Farewell to the Liar
Page 17
Berklum takes up his intricate lattice of twine and rope. Beside him is a coil, just shy of eighty feet. He nods to the girl. She lifts the test body as if the weight of a grown man is nothing to her little arms. She flaps wings that are a quarter of the size of those she is carrying.
Berklum holds his breath. Readies himself with the rope, hoping he is strong enough to keep control.
And then she is off. Her tiny wings beating at such speed the colours ripple and run together like water. She is clear of the ledge, carrying the test with her. She flies away from the spire and towards the black clouds of the Tear.
Mark this tableau, Berklum; who knows when you will see its like again?
‘It’s just a test,’ Berklum mumbles.
Yes, but can we not appreciate the wonder of things when we see them? There must be more to such a story than the functioning of cogs and gears, of ropes and pulleys. And it is a wonder to see Newsands’s brilliant colours in proper flight, not just hopping about your workshop.
He marks it, of course, not for the beauty but because he is concentrating. He already feels in his hands the tug and release of the wind. Even this bloodless test has a kind of life to it. The kind of life that is unsure of itself, that is difficult to control, and as unpredictable as the Audience.

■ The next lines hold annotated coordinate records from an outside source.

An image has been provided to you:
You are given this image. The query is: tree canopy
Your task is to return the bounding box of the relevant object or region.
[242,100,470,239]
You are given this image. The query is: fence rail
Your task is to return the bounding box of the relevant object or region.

And then Newsands, mid-air, lets go of the test.
Berklum cries out – not a word, just a feeling, and one that comes rushing up from his lungs to surprise him. It is a sound he recognises from the early days of fatherhood, when his daughter started to crawl up the walls. He braces himself. A not inconsiderable part of him is expecting to be dragged right off the ledge and out into the Tear. But the pull is not so great as to move this man of metal, flesh and bone.

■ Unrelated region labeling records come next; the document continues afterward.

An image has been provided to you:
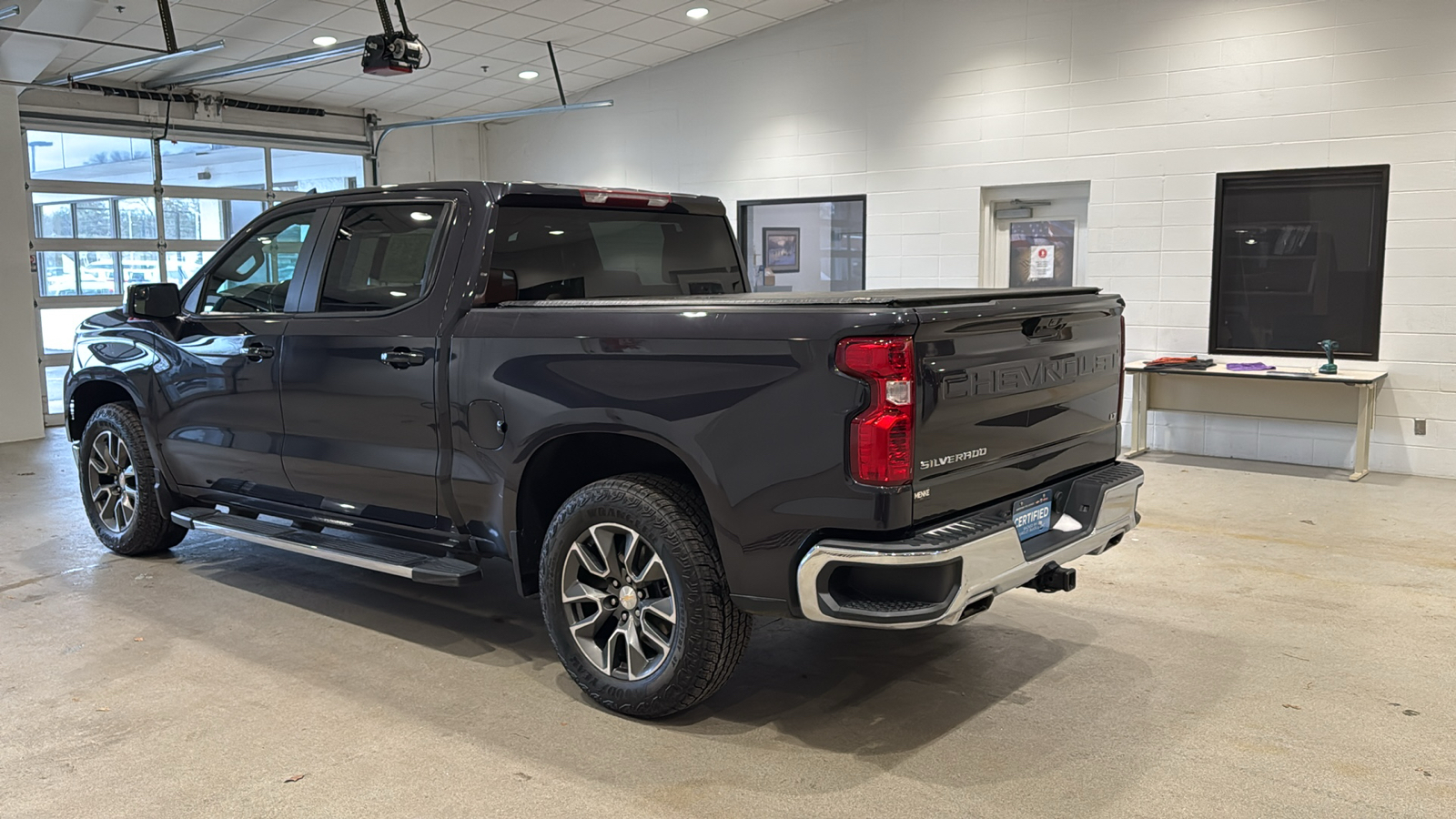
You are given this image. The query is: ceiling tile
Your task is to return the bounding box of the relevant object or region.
[469,0,536,12]
[572,34,642,56]
[699,10,774,36]
[531,24,602,48]
[613,0,682,15]
[415,0,505,29]
[564,60,642,80]
[167,5,246,34]
[748,0,828,20]
[657,29,733,51]
[521,0,600,24]
[571,5,645,32]
[541,48,602,71]
[617,42,687,66]
[172,0,273,15]
[318,5,380,39]
[480,15,551,39]
[217,17,298,42]
[617,17,687,42]
[425,31,517,54]
[486,41,551,66]
[248,0,346,26]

The pull is not so great when the test wings start to drop. Or do they?
It is hard to be sure from where he stands on the spire. Newsands could be rising, he thinks, trying to use the girl as a reference among the swirling clouds. He checks his twines to make sure the wing holes are all closed. When he looks up again it is clear Newsands is rising. And he needs to make the test follow her – this was how they agreed it would work. He pulls the threads, and the wings jerk in response. Easy, bonesmith, easy – this isn’t the forge. You’re not bludgeoning elements of the earth into submission, but asking for the assistance of air. That’s right, gently. See how the girl circles. Follow her round and up, up and round. Have faith when either your test or your guide slips behind the cloud.
‘This is good,’ you hear her say, as if she were right beside you. ‘Now down.’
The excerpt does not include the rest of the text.